Его отпечатки пальцев на мотыге, про них-то я совсем забыла.
Отъехав подальше от площади и людей, я остановилась на обочине.
В груди ползал и грыз меня изнутри зверек страха. Сколько раз я отмахивалась от подобных мыслей, стараясь не думать о самом худшем? Может, не стоило так делать?
Он не способен на такое, думаем мы. Только не он, убеждаем мы себя, потому что как иначе мы сможем полагаться на кого-то, любить, производить на свет детей? Невозможно узнать до конца другого человека, только то, что он до поры до времени позволял увидеть в себе сам. А как же с тем, что было скрыто? Тот Даниель, которого я знала, был не таким, но вдруг он стал таким? Кто может знать наверняка, на что способен человек, когда обстоятельства меняются, когда он ломается изнутри?

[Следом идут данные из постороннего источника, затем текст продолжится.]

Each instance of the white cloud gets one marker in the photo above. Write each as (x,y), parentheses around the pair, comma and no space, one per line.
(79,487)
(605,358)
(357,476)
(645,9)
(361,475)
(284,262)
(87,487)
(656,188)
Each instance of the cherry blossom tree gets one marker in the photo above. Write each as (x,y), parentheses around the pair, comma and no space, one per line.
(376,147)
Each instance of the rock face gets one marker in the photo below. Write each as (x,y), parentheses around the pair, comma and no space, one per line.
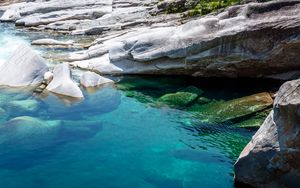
(24,68)
(271,159)
(239,42)
(91,79)
(251,40)
(62,83)
(51,42)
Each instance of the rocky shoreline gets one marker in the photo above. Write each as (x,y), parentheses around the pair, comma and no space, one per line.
(256,40)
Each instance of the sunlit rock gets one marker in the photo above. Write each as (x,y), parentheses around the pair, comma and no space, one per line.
(24,68)
(62,82)
(48,77)
(52,42)
(28,105)
(271,158)
(91,79)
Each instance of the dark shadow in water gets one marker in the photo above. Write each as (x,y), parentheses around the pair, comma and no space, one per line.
(163,182)
(229,140)
(29,151)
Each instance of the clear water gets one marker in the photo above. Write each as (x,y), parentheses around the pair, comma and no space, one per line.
(110,140)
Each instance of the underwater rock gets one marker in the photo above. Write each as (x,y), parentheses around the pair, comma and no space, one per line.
(34,139)
(24,68)
(254,121)
(192,89)
(62,83)
(203,100)
(3,114)
(179,99)
(271,158)
(28,133)
(219,112)
(28,105)
(91,79)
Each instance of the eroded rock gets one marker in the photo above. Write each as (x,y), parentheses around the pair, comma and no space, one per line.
(91,79)
(24,68)
(271,158)
(62,82)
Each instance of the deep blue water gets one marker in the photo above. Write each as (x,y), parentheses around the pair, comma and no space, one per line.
(110,140)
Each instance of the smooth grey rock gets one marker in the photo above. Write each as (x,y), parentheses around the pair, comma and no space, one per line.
(51,42)
(91,79)
(238,42)
(24,68)
(62,83)
(48,77)
(271,157)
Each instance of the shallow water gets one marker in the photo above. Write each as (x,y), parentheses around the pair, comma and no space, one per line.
(111,140)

Я остановилась возле старого кладбища. Нужно было собраться с мыслями и вдохнуть свежего воздуха вместо ледяного кондиционированного в салоне, поэтому я не мешкая шагнула в поразительную тишину. Зеленые своды, пребывающие за гранью времени, сомкнулись надо мной. Должно быть, ноги сами помнили, куда идти, потому что нужное надгробие я нашла почти сразу же. Очень простое, треснувшее посередине и с одним-единственным именем на сером граните. Вальтер Блау, родился в 1912-м, умер в 1944 году.
Ну вот, кажется, вся семья в сборе. Отец, погибший в конце войны, мать, которая упала с моста, сраженная пулей или камнем, и их сын, которому в конце концов удалось упокоиться на кладбище, не более чем в тридцати шагах от могилы своего отца.
Один сгинул в войну, двое — в мирное время. Я думала о мести и возмездии, о вечном круге смерти и зла, которому нет конца, о тех, кто похоронен без надгробия и предан забвению, о правде, которая умерла вместе с ними. Еще я подумала о могиле, которую только что вырыли — как же быстро зарастает она сорняком. На этой мысли меня вдруг осенило.
Мотыга.
Что можно сделать этой штукой? Наброситься с ней на того, кто вздумал посягнуть на твои владения? Даниель, натренированный мужик, против симпатичной хрупкой женщины, которая меньше его на голову? Или взрыхлить ею затвердевшую землю, чтобы потом можно было взяться за лопату? Если ты не особо силен, если ты увидел стоящие в ряд инструменты возле сарая… А еще отсутствие машины. Дом, который мог в это время пустовать.
Анна Джонс заявилась на усадьбу, чтобы копать.
Под липой, соловей, как там дальше?
Под липой, в вереске, укромный уголок.